Though he made life-long friends and became a world traveler, Earl kept thinking back to the girl he met at the skating rink. To his delight, when he wrote her a letter, she wrote him back. They kept in contact, sending letters back and forth, until he came back from the service in 1954. Earl and Joyce reunited once again and married on March 6, 1955.
The pair moved to a farm. While Earl farmed, Joyce worked at Producers in Sioux City. "I always wanted to marry a farmer," Joyce said.
They lived in the home for 15 years, making updates as they went along including building an extra bathroom and modernizing their space.
Following that, Earl and Joyce moved to a farm near Laurel. Their two children, Ronald and Kenneth, helped out on the farm and learned many life lessons on the property, Joyce said.

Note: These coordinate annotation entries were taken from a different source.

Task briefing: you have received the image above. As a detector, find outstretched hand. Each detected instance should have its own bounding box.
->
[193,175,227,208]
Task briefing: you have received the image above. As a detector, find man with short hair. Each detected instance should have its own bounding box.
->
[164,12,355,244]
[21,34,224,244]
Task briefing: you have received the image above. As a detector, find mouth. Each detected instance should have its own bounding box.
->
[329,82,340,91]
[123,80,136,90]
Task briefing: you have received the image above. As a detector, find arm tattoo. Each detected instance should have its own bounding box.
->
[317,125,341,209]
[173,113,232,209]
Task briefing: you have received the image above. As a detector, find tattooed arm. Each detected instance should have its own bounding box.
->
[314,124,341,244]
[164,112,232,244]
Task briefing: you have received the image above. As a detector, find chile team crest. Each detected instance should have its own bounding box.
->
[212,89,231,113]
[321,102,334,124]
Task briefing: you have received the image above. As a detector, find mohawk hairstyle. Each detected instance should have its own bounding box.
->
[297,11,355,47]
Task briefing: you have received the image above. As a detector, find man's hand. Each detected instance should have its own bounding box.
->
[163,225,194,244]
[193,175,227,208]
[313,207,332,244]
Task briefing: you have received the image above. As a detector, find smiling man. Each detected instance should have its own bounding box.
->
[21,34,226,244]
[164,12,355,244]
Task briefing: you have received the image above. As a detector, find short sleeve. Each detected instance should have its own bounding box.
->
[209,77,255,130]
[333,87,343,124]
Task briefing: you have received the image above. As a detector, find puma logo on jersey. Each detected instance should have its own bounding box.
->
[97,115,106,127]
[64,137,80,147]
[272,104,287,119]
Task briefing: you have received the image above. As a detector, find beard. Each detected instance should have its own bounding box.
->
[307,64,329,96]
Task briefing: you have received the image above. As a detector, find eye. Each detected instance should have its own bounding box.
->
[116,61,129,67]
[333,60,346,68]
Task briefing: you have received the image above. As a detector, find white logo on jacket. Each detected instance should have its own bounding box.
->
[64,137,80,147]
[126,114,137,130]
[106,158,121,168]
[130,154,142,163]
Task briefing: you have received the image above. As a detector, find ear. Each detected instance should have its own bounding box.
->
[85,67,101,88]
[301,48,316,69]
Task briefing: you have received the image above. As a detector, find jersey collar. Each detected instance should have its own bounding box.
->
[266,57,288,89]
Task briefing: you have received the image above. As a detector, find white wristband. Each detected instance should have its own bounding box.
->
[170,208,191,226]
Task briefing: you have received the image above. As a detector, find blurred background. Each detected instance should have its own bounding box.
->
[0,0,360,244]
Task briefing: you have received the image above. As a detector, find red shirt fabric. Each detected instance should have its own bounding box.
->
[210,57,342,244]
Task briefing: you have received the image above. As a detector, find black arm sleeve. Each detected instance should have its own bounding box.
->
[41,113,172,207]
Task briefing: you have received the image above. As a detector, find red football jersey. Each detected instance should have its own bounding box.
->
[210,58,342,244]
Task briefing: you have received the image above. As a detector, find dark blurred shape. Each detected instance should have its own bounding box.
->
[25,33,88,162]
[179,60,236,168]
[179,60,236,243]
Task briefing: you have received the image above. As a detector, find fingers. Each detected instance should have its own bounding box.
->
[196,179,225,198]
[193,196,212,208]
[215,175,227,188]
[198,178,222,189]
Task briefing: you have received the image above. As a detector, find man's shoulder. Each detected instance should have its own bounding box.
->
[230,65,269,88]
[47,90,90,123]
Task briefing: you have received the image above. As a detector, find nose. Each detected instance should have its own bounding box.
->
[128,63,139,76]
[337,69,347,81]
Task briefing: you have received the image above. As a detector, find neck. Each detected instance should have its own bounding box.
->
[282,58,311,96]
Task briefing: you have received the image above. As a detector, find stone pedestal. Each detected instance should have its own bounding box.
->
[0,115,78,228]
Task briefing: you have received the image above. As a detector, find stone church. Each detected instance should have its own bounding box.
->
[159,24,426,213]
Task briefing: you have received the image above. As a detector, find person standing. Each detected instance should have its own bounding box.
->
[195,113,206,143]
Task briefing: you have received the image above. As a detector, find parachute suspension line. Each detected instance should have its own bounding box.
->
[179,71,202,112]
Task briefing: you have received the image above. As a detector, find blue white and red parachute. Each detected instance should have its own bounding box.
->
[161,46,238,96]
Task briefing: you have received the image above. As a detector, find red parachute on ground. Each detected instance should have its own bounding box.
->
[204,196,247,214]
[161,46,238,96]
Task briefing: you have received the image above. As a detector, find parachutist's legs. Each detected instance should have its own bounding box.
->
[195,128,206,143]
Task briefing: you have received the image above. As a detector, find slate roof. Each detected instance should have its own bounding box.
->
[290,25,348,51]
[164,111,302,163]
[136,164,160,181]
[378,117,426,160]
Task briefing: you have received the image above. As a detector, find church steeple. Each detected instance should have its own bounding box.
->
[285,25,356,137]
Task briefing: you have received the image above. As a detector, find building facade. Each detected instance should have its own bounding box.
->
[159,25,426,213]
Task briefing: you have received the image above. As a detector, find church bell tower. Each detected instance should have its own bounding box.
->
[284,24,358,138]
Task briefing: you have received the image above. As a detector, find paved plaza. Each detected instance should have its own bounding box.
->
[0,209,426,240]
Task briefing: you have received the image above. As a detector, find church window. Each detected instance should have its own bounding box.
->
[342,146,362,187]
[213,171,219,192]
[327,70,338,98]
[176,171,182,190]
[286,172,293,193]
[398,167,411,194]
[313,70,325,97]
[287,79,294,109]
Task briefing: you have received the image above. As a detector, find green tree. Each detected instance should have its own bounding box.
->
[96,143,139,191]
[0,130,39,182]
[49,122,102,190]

When the Lundahls moved to a house in Wayne 28 years ago, their son moved into their farm.
Earl and Joyce have four grandchildren and seven great-grandchildren.
"They all live around here so we get together which has been great," Earl said. "We are invited to birthdays and holidays."
Within the past few years, Earl's picture made its way into the Wayne Herald when he hung from the monkey bars with his great-grandchild at a birthday party.
"I saw them hanging on the monkey bars and I thought, 'Well, if they can do it, I can too!"
Joyce and Earl have kept up their lively spirits and senses of adventure through the years, playing cards with neighbors, helping out on the farm and dancing at Kings in Norfolk before it closed.
Through the years, they built a life together. When problems arose, the two "stuck through it all together," Earl said, smiling.
Now, at ages 89 and 92, Joyce and Earl often visit Wayne's Senior Center for lunch and other events. They continue to live in their Wayne home and reminisce on all they have accomplished during their life together.
"I still like her," Earl joked. "Just like?" Joyce quipped back. "Well, I love you!"